Rewarding deserving staff is a no-brainer, it’s deciding the best method for the people in your company that requires the use of a little of the grey matter. In this chapter we will look at several different ways of recognising excellent performance so that you can implement the right reward scheme for your business.

Bonuses – the dos & don’ts

Useful quotes

“There are two things people want more than sex and money – recognition and praise.”– Mary Kay Ash

Using reward to incentivise your staff sounds simple, and in essence it is, but there should be some kind of structure to our thinking if we are to encourage continued high performance from our staff. Throwing bonuses around like confetti every time that Clive from admin puts his shoes on the right feet is not a good long term strategy, nor is the regular ‘blanket bonus’ that many companies hand out to all employees every year, irrelevant of individual performance. If the goals you set out for your staff are too easy to reach and the bonuses too regular, your employees will come to expect consistent reward for little effort. This goes against everything that you’re trying to achieve and a badly designed bonus scheme is not only a pointless exercise, but one that can create far more problems than it solves.

So how do we go about creating a system of reward that will actually work for our business? Firstly we must decide what ACTUALLY drives our staff. Money is the obvious answer but not all small businesses have the budget available to allow them to provide financial rewards on a regular basis.

Top tip

Many employees will react just as positively to praise and recognition as they will to monetary reward (there are several alternatives to cash bonuses and we will discuss these in the following section). Communicate with your staff and try to understand what it is that makes them come to work every morning. Their answers may not be what you expected.

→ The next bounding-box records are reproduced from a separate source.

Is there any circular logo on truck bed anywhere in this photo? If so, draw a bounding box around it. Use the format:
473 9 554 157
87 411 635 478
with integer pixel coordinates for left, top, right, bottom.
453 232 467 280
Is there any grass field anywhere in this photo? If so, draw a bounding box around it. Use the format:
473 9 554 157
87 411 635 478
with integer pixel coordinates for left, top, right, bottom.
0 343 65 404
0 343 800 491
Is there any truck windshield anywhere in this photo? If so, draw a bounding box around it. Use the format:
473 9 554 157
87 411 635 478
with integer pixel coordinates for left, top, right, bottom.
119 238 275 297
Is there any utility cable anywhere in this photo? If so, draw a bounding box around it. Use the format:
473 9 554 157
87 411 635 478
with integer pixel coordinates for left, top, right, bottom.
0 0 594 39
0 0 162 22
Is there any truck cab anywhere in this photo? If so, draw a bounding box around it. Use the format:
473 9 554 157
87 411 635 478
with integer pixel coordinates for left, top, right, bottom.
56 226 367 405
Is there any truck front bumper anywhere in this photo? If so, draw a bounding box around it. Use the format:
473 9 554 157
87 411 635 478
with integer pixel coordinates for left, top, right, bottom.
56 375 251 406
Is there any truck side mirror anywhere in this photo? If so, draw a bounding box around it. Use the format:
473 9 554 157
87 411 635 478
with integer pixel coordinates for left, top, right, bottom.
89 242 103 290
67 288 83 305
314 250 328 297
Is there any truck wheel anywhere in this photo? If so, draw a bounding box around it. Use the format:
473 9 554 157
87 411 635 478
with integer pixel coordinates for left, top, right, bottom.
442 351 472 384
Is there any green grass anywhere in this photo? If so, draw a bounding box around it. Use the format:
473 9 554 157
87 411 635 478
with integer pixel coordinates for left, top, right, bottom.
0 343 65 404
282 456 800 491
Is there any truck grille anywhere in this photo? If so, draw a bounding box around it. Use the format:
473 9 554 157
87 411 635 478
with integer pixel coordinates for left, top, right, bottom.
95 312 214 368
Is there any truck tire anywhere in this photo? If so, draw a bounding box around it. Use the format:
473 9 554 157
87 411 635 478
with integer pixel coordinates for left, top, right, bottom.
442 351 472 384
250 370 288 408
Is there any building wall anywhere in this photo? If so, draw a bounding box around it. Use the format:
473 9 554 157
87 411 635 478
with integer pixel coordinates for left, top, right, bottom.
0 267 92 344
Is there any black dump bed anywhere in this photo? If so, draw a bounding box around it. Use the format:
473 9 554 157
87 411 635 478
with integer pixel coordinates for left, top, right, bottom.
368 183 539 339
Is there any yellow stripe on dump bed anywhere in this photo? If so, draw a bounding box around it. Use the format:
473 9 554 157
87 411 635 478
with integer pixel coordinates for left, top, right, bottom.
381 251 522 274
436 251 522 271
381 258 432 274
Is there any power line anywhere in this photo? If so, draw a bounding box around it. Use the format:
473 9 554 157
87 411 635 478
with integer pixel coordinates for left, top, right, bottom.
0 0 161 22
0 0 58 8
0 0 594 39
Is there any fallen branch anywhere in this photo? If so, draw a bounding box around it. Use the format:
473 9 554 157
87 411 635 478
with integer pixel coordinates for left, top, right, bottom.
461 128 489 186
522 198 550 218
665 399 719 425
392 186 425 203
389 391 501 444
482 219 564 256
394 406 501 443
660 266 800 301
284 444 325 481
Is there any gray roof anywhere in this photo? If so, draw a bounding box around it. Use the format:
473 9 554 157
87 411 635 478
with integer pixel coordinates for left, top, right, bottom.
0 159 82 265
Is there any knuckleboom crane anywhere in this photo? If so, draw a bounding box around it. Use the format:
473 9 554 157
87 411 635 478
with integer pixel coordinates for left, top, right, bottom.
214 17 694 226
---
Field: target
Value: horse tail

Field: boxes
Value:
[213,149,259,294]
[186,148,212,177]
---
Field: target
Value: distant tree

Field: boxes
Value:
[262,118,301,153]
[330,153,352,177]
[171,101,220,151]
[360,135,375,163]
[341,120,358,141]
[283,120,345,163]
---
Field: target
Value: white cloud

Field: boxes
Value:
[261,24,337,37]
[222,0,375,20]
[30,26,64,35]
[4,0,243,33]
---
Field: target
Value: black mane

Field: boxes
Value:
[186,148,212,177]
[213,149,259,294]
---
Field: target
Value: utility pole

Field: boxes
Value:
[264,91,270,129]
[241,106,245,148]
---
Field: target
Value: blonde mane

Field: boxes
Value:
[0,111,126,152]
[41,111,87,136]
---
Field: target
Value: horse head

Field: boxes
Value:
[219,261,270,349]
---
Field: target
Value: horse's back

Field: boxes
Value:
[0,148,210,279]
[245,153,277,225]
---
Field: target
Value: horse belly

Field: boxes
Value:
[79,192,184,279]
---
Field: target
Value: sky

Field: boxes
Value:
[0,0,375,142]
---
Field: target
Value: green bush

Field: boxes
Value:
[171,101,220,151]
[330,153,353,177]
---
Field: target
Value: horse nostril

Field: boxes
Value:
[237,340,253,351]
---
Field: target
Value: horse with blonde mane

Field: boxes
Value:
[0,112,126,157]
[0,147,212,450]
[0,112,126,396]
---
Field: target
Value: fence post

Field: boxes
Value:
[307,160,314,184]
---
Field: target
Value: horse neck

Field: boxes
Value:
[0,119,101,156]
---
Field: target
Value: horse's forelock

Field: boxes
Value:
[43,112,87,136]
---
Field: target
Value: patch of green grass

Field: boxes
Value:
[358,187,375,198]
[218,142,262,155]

When you’ve established the kind of rewards you’ll be offering it’s time to think about how and when they will be issued. A common mistake that businesses make is that they leave recognition and reward to ‘manager’s discretion’. If you allow line managers to decide who receives a bonus and when, without any clear guidelines, it’s likely that your staff will view their issue as favouritism and this will have a hugely detrimental effect on morale. It’s for this reason that any system of reward should be structured so that ALL members of staff are included and everybody knows exactly what it is that they have to achieve if they are to receive the bonus on offer. Be as specific as you can and factor any goals and targets into performance reviews so that they quickly become part of the culture. Clarity and consistency are key if the reward scheme is to succeed long term. Recognition should occur as close to the desired actions as possible so that it reinforces the type of behaviour that you are trying to encourage from your employees.

Top tip

The work involved in designing an effective system for reward doesn’t end once it’s been launched. Be sure to monitor its effectiveness on an on-going basis and don’t be afraid to tweak certain elements if you feel improvements could be made.

Alternatives to cash bonuses

Not every company is in a position to offer financial recognition to their staff. Thankfully there are a whole host of other ways for you to tell your staff that you love them. Here are a few of our favourites:

Extra holiday – There isn’t a member of staff who wouldn’t thank you for an extra day out of the office to spend time with their family or to do the things that they enjoy the most. Offering an additional day’s holiday to those who excel in their role is a great incentive to offer without breaking the bank. For extra fun, issue this bonus in the form of a ‘free day pass’ that they can cash in whenever they wish.

Go public – If someone has really gone above and beyond in their role, let them know – in front of EVERYONE. It’s a great feeling to be recognised for your efforts and an even better one if it’s in front of your peers. A little ego massage can go a long way and by going public when someone performs well you are sending out a clear and positive message to all of your staff.

Bringing flexi back – Allow high performing staff a little extra flexibility with their hours. Flexible hours are The Holy Grail for many employees and can provide a real incentive for staff to go above and beyond for your business.

And the nominees are… – Holding an annual awards ceremony for your staff is a great way to encourage increased effort throughout the year. Make presentations for various categories across different departments and attach small rewards like vouchers, a bottle of champagne or cinema tickets to each.